Description
Сайт узнавания и позиция гидролиза:
GGGCCC | GGGCC↑C |
CCCGGG | C↓CCGGG |
Источник: Из штамма E.coli, несущего клонированный ген ApaI из Acetobacter pasteurianus.
Определение единицы активности:
За единицу активности принимается количество фермента, необходимое для гидролиза 1 мкг ДНК фага лямбда/BamHI за 1 час при 37°С в 50 мкл реакционной смеси.
Субстрат для определения активности:
ДНК фага лямбда/BamHI
Оптимальный буфер: SE-буфер Y
Активность фермента в различных буферах в процентах от максимальной:
B | G | O | W | Y | ROSE |
50 | 25 | 100 | 50 |
Условия хранения: 10 mM Tris-HCl (pH 7.5); 200 mM NaCl; 0.1 mM EDTA; 7 mM 2-меркаптоэтанол; 200ug/ml BSA; 50% глицерин. Хранить при -20°C.
Лигирование:
После гидролиза 20-кратным избытком фермента более 95% фрагментов ДНК сшиваются ДНК-лигазой и могут быть повторно расщеплены.
Неспецифический гидролиз:
Картина специфического гидролиза не изменяется при обработке 1 мкг ДНК 40 ед фермента в течение 16 часов при 37°C.

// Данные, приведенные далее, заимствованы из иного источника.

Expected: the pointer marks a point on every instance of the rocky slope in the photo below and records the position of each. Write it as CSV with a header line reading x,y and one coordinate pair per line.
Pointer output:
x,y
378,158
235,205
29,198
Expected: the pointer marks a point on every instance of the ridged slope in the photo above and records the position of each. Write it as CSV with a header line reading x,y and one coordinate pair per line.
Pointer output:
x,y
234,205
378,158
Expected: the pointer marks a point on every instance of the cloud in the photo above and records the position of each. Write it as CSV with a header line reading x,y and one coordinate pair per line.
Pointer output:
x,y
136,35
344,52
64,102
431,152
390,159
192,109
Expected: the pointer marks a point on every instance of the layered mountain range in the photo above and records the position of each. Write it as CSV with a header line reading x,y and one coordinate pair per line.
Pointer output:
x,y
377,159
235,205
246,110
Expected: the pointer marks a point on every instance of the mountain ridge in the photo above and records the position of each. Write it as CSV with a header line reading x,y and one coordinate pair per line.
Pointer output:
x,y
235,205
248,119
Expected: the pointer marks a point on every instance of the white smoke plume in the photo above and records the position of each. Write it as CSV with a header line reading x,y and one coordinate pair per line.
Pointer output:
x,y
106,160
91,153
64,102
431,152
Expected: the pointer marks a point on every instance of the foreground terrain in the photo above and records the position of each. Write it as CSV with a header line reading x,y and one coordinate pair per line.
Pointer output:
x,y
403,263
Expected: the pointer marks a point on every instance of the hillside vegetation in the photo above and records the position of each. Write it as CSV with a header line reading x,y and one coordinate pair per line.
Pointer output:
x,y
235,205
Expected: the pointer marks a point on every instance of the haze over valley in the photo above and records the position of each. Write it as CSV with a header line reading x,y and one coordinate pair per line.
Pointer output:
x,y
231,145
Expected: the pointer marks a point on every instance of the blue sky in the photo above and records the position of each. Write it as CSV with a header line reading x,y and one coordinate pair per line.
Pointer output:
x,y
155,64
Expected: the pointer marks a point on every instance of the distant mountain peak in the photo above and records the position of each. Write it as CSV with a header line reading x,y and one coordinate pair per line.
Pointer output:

Чувствительность к метилированию: Блокируется при перекрывании Dcm-метилированием (CmCWGG): GGGCCCWGG.
С ферментом поставляется: 10 Х SE-буфер Y, BSA (кроме E019T и E020T)
Для фасовок Turbo (E019T и E020T) прикладывается буфер ROSE.
Примечание:
Для достижения 100% активности BSA следует добавлять в реакционную смесь до концентрации 100 мкг/мл.
BSA при длительной инкубации использовать не рекомендуется.
Литература:
Seurinck, J., Van de Voorde, A., Van Montagu, M. Nucleic Acids. Res.11: 4409-4415 (1983).